Tuesday, December 09, 2014

Striking Mines

“You’re recording this? Oh God, oh Jesus –.”

“It’s all right, Charles. No one is blaming you. We’re just trying to understand what happened.”
“Her name was Dana – Dana Something. I don’t mean her last name was Something, I just can’t remember it. She had a CSIS badge, said she worked for Border Patrol. I didn’t know CSIS did that, but she had a badge and she was like a doctor.”

“A doctor?”

“I mean a priest. I mean, she had this aura of authority? So I opened up the main entrance even though we’d closed the tour of the old mine for the season, but Frank heard the door opening and came out of his office in the back of the store. We run – ran – he –. Shit.”

“Take your time, Mr. Beale.”

“He – Frank – came out and said it was the last day of the tourist season, everything was closed up and health and safety meant we couldn’t let them go down and she showed him her ID and he demanded to know why on earth CSIS wanted to be in a mine where we showed tourists old pictures of miners, had statues of bigfoot and things in it. You know, the usual traps.

“The man with her said it was important.”

“The man?”

“Oh. I guess I forgot about him. He looked ordinary. I mean, really ordinary, but his voice. His voice wasn’t something you could not listen to. It was like something out of a movie, the way Frank went blank and agreed it was important that he and Dana were let into the mine. At the time it seemed normal. He seemed normal, even with that, and they went down..”

“And then?”

“You saw the cameras –.”

“And then?”

“Jesus. And then Frank got this look on his face, shook his head like someone waking from a dream, and he sealed the entrance. It had that old door from when it had been used as a bomb shelter during the war. I told him he couldn’t do that: the door was old, and they’d never get back out, and he said it served them right, and he was so angry. Frank was always angry, but never like that. I would swear I could feel his anger radiating out of him, and he said if they could deal with It, they could open the door. We’d been having problems: stuff shutting down, people being scared, but I’d figured we’d look into it in the off-season and find out what stuff was shorting out.

“When he said It, it sounded like a person. The man and Dana came back to the door less than five minutes later and the door, it just wasn’t there anymore, as if it had never been they at all, and they both walked right out of themind. Frank didn’t seem shocked at all and began screaming about rights and some kind of treaty and the woman turned to him.

“I’d already shat myself by this point. Everything else came out to at the look on her face. It was cold. She was so cold. Imagine a volcano spewing ice? It was like that. She said: ‘You kept It in a cage for children to poke at with sticks,’ and Frank fell back at that, began going on about how he didn’t know why she’d even cared and ‘your kind have never cared before’.”

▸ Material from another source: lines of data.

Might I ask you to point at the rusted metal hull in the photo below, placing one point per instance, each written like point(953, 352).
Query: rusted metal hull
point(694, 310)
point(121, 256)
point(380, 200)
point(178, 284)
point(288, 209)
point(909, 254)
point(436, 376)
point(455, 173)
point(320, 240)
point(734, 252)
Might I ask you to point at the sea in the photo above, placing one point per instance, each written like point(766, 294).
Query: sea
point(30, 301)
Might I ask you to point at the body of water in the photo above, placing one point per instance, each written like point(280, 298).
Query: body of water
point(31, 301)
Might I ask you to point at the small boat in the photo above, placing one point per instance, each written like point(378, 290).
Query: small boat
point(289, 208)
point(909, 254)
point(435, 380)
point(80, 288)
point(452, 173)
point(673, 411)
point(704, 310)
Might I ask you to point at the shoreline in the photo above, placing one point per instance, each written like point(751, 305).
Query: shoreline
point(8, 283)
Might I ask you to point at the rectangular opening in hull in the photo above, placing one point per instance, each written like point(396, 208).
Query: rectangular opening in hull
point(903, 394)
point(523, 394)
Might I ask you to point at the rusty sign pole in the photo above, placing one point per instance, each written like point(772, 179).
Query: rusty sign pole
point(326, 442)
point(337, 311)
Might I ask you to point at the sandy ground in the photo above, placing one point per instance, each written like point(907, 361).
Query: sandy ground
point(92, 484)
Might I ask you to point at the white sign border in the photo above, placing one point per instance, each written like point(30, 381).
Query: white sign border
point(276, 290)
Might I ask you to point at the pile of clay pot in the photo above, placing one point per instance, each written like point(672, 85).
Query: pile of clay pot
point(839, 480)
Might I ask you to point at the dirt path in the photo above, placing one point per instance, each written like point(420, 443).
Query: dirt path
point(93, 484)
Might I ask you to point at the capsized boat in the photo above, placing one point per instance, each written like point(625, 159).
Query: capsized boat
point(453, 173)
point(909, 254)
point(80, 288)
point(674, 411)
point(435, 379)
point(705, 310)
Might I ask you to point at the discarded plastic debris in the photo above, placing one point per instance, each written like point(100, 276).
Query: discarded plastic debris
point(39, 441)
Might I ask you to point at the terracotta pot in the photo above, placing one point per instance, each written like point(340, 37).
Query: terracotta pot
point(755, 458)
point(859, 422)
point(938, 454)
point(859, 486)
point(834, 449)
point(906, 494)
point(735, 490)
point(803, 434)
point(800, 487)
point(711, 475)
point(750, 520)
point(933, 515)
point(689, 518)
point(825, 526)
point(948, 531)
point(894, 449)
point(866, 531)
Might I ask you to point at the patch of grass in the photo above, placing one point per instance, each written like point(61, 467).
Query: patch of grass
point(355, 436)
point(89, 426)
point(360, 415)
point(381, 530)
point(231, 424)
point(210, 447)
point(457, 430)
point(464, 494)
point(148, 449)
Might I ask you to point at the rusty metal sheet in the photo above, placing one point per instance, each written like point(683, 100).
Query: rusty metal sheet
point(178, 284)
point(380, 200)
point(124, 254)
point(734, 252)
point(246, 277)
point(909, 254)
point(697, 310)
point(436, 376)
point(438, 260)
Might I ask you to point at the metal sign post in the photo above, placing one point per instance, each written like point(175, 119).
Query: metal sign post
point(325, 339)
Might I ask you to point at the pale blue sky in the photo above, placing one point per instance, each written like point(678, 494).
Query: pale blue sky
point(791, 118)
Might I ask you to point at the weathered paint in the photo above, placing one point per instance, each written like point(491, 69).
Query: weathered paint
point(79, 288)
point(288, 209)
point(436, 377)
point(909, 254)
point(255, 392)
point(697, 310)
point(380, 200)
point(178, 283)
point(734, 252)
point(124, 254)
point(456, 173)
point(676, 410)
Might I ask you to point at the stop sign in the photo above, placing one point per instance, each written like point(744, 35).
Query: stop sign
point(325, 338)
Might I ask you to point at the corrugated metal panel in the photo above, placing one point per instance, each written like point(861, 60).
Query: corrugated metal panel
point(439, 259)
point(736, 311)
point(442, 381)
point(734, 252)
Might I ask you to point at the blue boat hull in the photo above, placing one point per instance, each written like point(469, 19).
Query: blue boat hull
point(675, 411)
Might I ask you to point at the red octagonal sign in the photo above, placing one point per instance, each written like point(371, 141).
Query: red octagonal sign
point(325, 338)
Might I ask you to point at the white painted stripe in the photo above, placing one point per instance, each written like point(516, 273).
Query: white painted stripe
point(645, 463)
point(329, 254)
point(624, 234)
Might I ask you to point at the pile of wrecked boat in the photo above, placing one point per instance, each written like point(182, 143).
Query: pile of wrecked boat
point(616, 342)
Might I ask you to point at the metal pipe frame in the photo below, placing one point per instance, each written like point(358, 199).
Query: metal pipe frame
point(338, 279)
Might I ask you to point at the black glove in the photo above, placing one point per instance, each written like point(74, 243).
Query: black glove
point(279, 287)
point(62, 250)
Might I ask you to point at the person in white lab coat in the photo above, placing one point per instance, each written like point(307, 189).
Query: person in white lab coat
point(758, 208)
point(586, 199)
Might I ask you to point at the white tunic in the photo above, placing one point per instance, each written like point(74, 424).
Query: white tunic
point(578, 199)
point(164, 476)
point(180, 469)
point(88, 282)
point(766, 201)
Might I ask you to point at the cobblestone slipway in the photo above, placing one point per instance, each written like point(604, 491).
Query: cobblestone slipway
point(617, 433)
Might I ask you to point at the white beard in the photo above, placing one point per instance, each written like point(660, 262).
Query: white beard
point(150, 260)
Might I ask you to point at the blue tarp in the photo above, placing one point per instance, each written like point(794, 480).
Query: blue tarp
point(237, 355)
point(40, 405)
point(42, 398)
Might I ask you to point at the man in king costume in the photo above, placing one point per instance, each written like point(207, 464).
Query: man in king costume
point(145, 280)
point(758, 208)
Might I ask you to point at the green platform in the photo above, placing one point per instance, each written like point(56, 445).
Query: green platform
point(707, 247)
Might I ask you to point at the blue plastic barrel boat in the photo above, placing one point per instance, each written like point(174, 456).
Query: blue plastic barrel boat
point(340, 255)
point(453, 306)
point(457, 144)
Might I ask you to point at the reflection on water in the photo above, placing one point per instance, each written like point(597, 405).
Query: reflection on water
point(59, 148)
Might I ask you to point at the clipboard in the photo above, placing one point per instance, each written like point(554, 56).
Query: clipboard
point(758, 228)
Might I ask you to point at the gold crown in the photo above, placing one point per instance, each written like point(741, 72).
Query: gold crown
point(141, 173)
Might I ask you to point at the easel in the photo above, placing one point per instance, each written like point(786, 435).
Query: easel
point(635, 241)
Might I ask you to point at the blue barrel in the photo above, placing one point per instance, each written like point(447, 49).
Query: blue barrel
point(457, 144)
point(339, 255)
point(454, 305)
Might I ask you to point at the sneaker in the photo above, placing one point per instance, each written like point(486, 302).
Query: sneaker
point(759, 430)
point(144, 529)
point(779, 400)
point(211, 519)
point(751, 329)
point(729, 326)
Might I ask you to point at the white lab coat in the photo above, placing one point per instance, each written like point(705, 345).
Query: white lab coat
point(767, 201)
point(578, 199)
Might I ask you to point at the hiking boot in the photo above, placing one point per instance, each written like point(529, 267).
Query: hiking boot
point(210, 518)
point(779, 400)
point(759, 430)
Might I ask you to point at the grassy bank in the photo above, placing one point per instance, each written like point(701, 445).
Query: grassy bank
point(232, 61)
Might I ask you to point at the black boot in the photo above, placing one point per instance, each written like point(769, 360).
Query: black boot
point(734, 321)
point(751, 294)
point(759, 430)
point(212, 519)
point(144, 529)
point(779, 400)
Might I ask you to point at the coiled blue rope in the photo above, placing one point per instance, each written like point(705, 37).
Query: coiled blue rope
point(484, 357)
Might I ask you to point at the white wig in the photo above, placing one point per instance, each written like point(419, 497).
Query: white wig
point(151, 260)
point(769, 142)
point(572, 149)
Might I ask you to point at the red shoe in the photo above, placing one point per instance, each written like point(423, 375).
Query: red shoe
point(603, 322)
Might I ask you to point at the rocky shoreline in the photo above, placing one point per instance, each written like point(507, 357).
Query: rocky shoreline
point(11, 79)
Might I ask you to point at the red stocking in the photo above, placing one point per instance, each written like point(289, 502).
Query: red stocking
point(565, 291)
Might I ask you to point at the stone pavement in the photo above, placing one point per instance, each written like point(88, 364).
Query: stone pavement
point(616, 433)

“The cameras stopped working at that point, Mr. Beale. Your cooperation is required.”

“Frank exploded. Steam came out of his head and he exploded and it wasn’t like a movie effect at all. And the man looked at the woman and said. ‘You couldn’t open the door and you were strong enough to do that?’ calmly, as if he saw people explode every day, but I don’t think the calm was real. The woman just shook her head, looking tired and worn out. ‘She violated both the latter and spirit of the law,’ she said, as if Frank was a woman, and they walked away. They looked tired. The door didn’t appear again.”

“And that was all, Mr. Beale?”

“I called the police, and I guess they called you? You’re CSIS, but not like her?”

“We’re not like her at all, no. Was there anything else?”

“The man, he paused and looked at me before they left the parking lot and I didn’t smell. I mean, I’d shat myself, but I was cleaned up in a moment, as if he’d waved a magic brush over me. He smiled almost kindly and I heard his voice as if he was standing beside me, saying: ‘I’m sorry. We are a bit pressed for time. Other people might come and ask you questions, official people. Tell them that if they have any sense at all, they will leave Dana well enough alone.’ Because she was hunting monsters, and no one in their right mind should hunt someone who does that. That’s what the words felt like. Then he told me where some jobs were I could apply for. I mean, Frank had exploded and he was calmly giving me job advice and then left. I didn’t know what to make of that at all. I still don’t. He had a nice smile.”

“Thank you. That will be all.”

“But what are you going to –.”

“This interview is over, Mr. Beale. You are not to speak to anyone about either of these individuals again.”

“But –. Oh, God. Oh, God, your eyes!”

“If you want to keep yours, you will tell no one about them. They are a matter of national security now.”

“I –.”

“Be quiet and go home. This is not a request.”

“But – ah! Ah!”

“There you are. Don’t you feel better, not having to think all those confusing thoughts?”

“Uh?”

“Yes, yes, so much better. Someone come clean up Mr. Beale. Perhaps we can find him a job at a complaints department somewhere now. And convene a meeting in Room C. We apparently have a magician and fae to deal with; those who wish to avoid it may resign from the Border Patrol now with the revolvers provided. Your families will be compensated for your loss.”